Mr. Schumer faces a formidable opponent in Mr. McConnell, a more seasoned senator who has spent the past six years in the majority, first blocking Barack Obama’s legislative agenda, then using his authority to uphold a record number of conservative judges.
“The Senate is not functioning at all right now,” said Mr Manley, who called the upper chamber “incredibly toxic”.
“It’ll be up to [Mr Schumer] to find a way to make it work so they can start focusing on the legislative agenda. ”
At a press conference last week, reporters asked Nancy Pelosi, the Democratic Speaker of the House who has a strong grip on her caucus and has proven to be a skilled negotiator with Mr McConnell, if she has advice for the new Senate majority leader. Ms Pelosi hesitated, saying she “wouldn’t think of giving him any advice.”
Mr Schumer’s former associates insist he is the man for the job.
“He still sees himself, in many ways, as an outsider trying to prove himself,” said Stu Loeser, communications strategist and former senior assistant to Mr Schumer. “He works very hard to get ahead, to beat strategy and to beat everyone.”
Mr Schumer grew up in a working-class Brooklyn family attending public schools – including a high school whose alumni include Vermont Senator Bernie Sanders and late Supreme Court Justice Ruth Bader Ginsburg – before going to Harvard College and at Harvard Law School.

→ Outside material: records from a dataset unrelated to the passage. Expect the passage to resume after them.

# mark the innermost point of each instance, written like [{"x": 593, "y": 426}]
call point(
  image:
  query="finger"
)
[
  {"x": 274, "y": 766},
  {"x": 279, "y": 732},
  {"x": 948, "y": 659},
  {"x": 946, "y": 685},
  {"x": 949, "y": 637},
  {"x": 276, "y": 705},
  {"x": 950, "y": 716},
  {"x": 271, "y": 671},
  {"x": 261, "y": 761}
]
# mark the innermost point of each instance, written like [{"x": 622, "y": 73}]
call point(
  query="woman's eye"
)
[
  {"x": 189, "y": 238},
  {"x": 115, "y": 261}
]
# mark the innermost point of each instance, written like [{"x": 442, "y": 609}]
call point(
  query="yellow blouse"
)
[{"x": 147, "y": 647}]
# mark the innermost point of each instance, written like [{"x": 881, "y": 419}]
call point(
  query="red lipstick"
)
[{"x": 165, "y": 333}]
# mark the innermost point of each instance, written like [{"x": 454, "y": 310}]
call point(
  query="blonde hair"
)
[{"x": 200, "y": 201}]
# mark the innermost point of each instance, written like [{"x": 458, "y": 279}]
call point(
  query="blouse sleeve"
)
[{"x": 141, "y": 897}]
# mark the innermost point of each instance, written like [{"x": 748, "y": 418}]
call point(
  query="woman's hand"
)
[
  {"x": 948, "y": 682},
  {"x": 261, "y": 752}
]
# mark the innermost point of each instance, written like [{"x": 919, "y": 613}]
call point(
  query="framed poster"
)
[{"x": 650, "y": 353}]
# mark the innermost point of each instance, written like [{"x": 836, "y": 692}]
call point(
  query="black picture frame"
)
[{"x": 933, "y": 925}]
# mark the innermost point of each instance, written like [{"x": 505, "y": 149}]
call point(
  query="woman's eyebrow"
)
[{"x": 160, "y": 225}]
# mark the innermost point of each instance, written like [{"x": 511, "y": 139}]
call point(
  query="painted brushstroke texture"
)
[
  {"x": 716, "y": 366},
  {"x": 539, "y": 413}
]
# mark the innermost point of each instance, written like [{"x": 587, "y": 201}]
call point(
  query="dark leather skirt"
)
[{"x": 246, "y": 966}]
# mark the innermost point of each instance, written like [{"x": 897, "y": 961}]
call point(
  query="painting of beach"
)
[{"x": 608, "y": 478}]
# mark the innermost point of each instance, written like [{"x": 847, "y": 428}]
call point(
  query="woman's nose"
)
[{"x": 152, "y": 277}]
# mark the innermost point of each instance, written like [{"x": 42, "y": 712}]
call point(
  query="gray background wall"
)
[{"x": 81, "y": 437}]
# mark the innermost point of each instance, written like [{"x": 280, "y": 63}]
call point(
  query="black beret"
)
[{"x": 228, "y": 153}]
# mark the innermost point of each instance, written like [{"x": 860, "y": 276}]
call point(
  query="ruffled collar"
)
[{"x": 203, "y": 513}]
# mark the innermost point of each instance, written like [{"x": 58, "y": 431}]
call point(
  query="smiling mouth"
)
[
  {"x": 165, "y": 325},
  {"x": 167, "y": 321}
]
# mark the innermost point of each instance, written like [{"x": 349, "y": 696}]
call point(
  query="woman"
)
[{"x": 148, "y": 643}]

But he never practiced law, joining the New York State legislature before being elected to the House of Representatives in 1980. Almost two decades later, he ran for the Senate, ousting a longtime outgoing Republican.
Mr Loeser said his former boss had a knack for finding a compromise.
“He has been able to outsmart Republicans on substantive issues for more than 20 years,” Loeser said. “He doesn’t do it out of demagoguery and he doesn’t do it out of insults. He does this by finding a way to make it in their best interests to work with him.
Risa Heller, communications strategist and other former Schumer aide, said, “He knows every detail of everything you can imagine, every political detail, he knows everything about every county in New York State.”
Mr. Schumer visits each of New York State’s more than 60 counties at least once a year and spends as many nights as he can at his home in Brooklyn, rather than Washington, DC.
“He was a United States Senator, rising through the leadership ranks and missed fewer of his daughter’s basketball games. . . than any of the other dads, and those dads worked in Manhattan, ”Mr. Loeser said. Mr Schumer, who is married to longtime New York public servant Iris Weinshall, has two grown children.
Mr Schumer’s allies insist her ubiquity in New York would help her avoid an alleged main challenge from Alexandria Ocasio-Cortez, the progressive MP representing parts of the Bronx and Queens.
Ms Ocasio-Cortez came to the House two years ago after defeating longtime Democratic incumbent President Joe Crowley in a primary campaign that focused on him being largely absent in his district.
Schumer’s aides defend his ubiquity in national and local news by arguing that it is important for the senator’s voters to see that he is working for them. But it also aroused derision. Bob Dole, the former Republican senator, once noted that “the most dangerous place in Washington is between Charles Schumer and a television camera.”